Monday, December 24, 2012

Ten Lessons Learned in 2012

Lesson 1:

The difference between weird and crazy is that you can medicate crazy.

I had many run ins with people who weren't really practicing safe mental health during this past year. I live with me so I count myself as a barometer of normal/abnormal behavior. It is sort of like that old poem: "Yesterday upon the stair; I met a man who wasn't there; He wasn't there again today; Oh how I wish he would go away." That little poem depicts my unpredictable state of mind pretty well.
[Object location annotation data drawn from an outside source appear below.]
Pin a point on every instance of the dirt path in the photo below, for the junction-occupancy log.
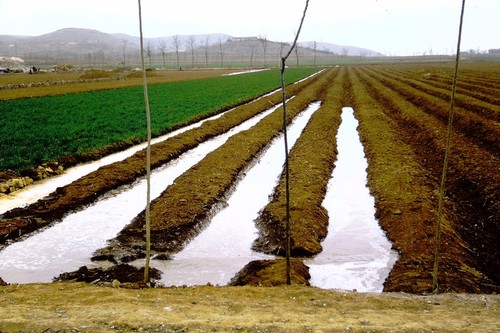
(76, 307)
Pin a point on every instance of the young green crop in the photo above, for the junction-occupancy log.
(45, 129)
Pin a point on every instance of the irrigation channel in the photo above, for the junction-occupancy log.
(69, 244)
(356, 254)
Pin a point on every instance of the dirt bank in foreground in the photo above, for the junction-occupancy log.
(77, 307)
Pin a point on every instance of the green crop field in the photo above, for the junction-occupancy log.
(37, 130)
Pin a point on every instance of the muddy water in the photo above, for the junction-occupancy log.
(37, 191)
(69, 244)
(224, 247)
(356, 253)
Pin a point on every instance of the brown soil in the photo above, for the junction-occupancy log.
(185, 207)
(80, 307)
(403, 129)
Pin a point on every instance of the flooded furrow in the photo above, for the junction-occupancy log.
(44, 187)
(224, 247)
(69, 244)
(356, 253)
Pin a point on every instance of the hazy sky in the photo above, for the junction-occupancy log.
(393, 27)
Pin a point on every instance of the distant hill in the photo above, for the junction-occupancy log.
(92, 48)
(342, 49)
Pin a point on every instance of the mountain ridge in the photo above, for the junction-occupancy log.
(91, 46)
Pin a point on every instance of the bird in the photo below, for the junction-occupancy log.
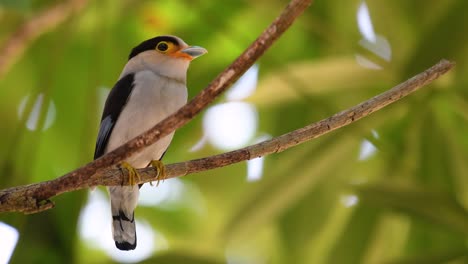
(152, 86)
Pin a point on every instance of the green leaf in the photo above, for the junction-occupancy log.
(437, 207)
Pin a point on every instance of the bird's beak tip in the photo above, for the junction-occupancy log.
(194, 51)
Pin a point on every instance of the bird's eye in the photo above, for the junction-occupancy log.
(162, 46)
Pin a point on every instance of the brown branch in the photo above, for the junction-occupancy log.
(20, 199)
(34, 198)
(33, 28)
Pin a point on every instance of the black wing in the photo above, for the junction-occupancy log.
(115, 103)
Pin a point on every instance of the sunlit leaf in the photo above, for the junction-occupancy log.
(437, 207)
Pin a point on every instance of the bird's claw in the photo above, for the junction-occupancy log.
(132, 173)
(160, 169)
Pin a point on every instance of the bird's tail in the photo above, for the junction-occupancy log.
(124, 231)
(123, 218)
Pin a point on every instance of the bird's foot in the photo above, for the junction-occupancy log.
(160, 169)
(132, 173)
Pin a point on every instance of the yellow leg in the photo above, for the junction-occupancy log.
(161, 170)
(132, 173)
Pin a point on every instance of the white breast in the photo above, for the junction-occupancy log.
(153, 98)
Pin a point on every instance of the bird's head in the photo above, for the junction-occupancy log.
(166, 55)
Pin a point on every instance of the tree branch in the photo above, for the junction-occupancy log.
(17, 198)
(35, 197)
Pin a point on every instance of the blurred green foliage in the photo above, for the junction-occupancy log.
(409, 200)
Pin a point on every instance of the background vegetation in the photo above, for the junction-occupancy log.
(392, 188)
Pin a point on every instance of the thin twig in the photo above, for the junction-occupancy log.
(34, 198)
(17, 43)
(20, 198)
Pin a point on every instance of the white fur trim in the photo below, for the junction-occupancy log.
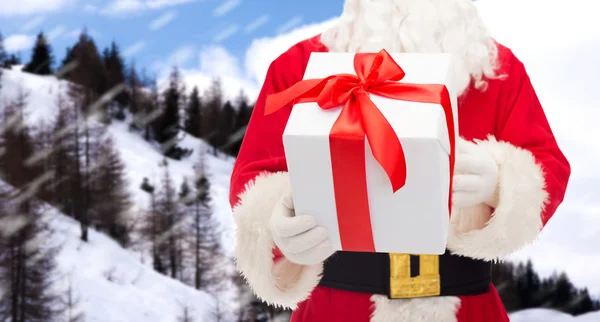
(417, 26)
(478, 233)
(431, 309)
(284, 284)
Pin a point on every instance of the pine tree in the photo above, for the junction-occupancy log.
(564, 294)
(115, 69)
(17, 145)
(211, 116)
(503, 277)
(242, 118)
(152, 228)
(169, 121)
(150, 111)
(206, 238)
(89, 73)
(226, 128)
(3, 54)
(62, 159)
(135, 96)
(186, 315)
(112, 199)
(71, 303)
(193, 116)
(528, 285)
(84, 137)
(26, 265)
(67, 64)
(170, 232)
(41, 58)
We had a visitor this past year who came into our home and actually spent the night with us. She was an add-on to relatives of my wife. She brought a little dog with her. This dog was a pug-terrier-chihuahua mix or something close. It was easily the ugliest mammal I've seen, ever. We provided a private room for the dog and its master. There was pronounced evidence that the dog slept in the bed with the freshly laundered sheets. I really did not meet the beast until breakfast the next morning after their late night arrival. The dog was 34 years old, diabetic, blind, incontinent and smelled like a necrotic meat ball. My first introduction took me back. You see the little meat ball was seated in a baby carriage at our dining room table being fed with a spoon by its master. This during our group breakfast that my wife had carefully prepared. It is my understanding that the owner has this creature with her constantly due to the need to constantly monitor its health. She administers vaccinations of insulin periodically with salves, potions and eye of newt. Picture in your mind this unusual caricature of an aged lady pushing a baby carriage with this goblin-like pet. Weird, weirder and weirdest of most life experiences I had this past year.

Lesson 2:

I experienced the loss of my Mother this past year. That is a watershed experience.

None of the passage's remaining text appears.